Which, when you stop to think about it, is only to be expected. The courts, common sense tells you, do not indict and prosecute someone on a whim. There are all sorts of safeguards to protect against the possibility of the Law ensnaring an innocent person. Innocent people do not get arrested, and in the rare cases where they do, they do not get prosecuted. If a man is put on trial for a crime, he is almost certainly guilty. After seven years of practicing law, Langley had yet to meet one who was not.
“What was your client ‘not guilty’ of?” DeBrough asked.
“Murder,” Langley told him.
“Really?” DeBrough raised an eyebrow. “That must be the ultimate satisfaction,” he said. “To beat The System like that.”
That was DeBrough all over. Langley had always been suspicious of people who flaunted their cynicism, regarding them as imposters.
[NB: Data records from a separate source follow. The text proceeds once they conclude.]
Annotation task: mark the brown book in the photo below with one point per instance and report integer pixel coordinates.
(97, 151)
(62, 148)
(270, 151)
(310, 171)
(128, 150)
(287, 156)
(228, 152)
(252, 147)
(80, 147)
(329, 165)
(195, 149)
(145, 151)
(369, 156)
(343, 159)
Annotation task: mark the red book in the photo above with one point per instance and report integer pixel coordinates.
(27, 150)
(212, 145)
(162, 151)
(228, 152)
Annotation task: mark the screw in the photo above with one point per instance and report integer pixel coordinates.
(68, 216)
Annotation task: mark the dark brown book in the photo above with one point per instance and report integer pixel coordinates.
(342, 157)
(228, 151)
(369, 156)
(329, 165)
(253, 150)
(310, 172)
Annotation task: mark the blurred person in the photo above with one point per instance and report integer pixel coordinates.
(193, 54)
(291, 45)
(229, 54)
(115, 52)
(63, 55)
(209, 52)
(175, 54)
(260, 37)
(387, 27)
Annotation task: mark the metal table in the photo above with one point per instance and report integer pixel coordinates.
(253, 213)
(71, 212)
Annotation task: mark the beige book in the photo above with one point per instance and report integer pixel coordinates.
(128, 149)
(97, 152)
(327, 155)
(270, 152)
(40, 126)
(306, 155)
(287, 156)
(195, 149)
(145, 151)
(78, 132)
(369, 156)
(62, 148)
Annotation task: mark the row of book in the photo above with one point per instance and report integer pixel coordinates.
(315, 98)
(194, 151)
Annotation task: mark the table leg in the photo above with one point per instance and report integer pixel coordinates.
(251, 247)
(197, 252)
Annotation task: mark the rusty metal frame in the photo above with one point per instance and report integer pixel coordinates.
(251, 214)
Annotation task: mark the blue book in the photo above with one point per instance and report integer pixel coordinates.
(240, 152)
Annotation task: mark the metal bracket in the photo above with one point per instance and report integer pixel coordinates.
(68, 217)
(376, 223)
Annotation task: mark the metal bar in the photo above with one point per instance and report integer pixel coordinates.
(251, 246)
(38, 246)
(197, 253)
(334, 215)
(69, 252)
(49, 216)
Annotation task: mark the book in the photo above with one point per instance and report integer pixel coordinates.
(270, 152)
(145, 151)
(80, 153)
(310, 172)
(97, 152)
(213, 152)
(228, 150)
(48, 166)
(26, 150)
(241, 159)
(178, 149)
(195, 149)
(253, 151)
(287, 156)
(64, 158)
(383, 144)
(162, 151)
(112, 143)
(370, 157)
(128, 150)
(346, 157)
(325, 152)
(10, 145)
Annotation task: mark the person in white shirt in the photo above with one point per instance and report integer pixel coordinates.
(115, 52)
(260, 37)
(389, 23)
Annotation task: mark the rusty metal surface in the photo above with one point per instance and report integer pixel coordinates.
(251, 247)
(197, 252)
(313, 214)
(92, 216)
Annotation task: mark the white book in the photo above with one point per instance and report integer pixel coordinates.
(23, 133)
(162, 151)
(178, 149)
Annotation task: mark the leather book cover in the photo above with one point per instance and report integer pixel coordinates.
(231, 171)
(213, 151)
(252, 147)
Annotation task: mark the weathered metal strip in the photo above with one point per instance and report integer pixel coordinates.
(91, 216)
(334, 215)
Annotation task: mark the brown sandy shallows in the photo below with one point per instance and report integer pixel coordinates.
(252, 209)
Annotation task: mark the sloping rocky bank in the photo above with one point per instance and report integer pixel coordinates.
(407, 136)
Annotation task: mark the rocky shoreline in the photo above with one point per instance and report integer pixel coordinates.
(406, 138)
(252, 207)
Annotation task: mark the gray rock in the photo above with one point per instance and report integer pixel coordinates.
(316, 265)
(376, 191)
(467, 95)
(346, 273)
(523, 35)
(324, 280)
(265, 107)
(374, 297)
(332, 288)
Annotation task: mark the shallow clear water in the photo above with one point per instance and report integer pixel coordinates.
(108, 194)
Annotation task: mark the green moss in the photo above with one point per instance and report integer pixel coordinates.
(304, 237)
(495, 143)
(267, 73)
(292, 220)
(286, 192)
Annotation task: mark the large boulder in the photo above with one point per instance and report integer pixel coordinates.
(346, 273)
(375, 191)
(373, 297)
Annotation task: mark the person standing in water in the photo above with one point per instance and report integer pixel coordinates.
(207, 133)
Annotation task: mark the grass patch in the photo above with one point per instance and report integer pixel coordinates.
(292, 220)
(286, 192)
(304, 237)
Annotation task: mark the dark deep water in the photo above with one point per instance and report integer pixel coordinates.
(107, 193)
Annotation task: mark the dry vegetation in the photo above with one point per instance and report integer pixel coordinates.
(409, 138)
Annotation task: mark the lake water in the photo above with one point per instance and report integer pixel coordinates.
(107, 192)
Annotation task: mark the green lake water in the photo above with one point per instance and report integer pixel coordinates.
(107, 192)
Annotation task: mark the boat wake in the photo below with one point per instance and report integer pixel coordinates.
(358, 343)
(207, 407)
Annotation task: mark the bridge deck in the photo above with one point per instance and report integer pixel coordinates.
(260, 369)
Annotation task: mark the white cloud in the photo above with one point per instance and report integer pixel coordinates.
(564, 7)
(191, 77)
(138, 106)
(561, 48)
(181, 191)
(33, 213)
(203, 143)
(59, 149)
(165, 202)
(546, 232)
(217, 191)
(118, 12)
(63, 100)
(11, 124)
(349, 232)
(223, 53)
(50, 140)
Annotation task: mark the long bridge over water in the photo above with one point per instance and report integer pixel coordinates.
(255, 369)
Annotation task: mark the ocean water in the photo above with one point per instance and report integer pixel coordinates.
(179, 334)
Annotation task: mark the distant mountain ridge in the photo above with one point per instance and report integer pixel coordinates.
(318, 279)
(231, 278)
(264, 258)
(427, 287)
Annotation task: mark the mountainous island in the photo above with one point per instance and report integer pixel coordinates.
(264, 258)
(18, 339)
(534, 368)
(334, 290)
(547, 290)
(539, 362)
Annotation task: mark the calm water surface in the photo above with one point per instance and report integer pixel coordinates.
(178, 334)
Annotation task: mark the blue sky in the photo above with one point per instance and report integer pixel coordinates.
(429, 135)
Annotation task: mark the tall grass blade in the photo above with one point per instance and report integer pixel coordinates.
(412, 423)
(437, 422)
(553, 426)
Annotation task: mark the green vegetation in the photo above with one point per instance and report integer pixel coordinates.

At heart, he believed, they were actually idealists decrying a world they wished was a better place. True cynics knew the world for what it was and knew there was no point in wishing it otherwise, so why bother even talking about it? DeBrough was the exception to the rule: his cynicism was both flamboyant and genuine. He was the exception in another way, too. In Langley's experience, cynicism—the real kind—was, like hardening of the arteries, a function of aging. But even in his youth, when the rest of his classmates were starry-eyed, DeBrough was already an Olympic-class cynic. Precocious, Langley guessed you would call him.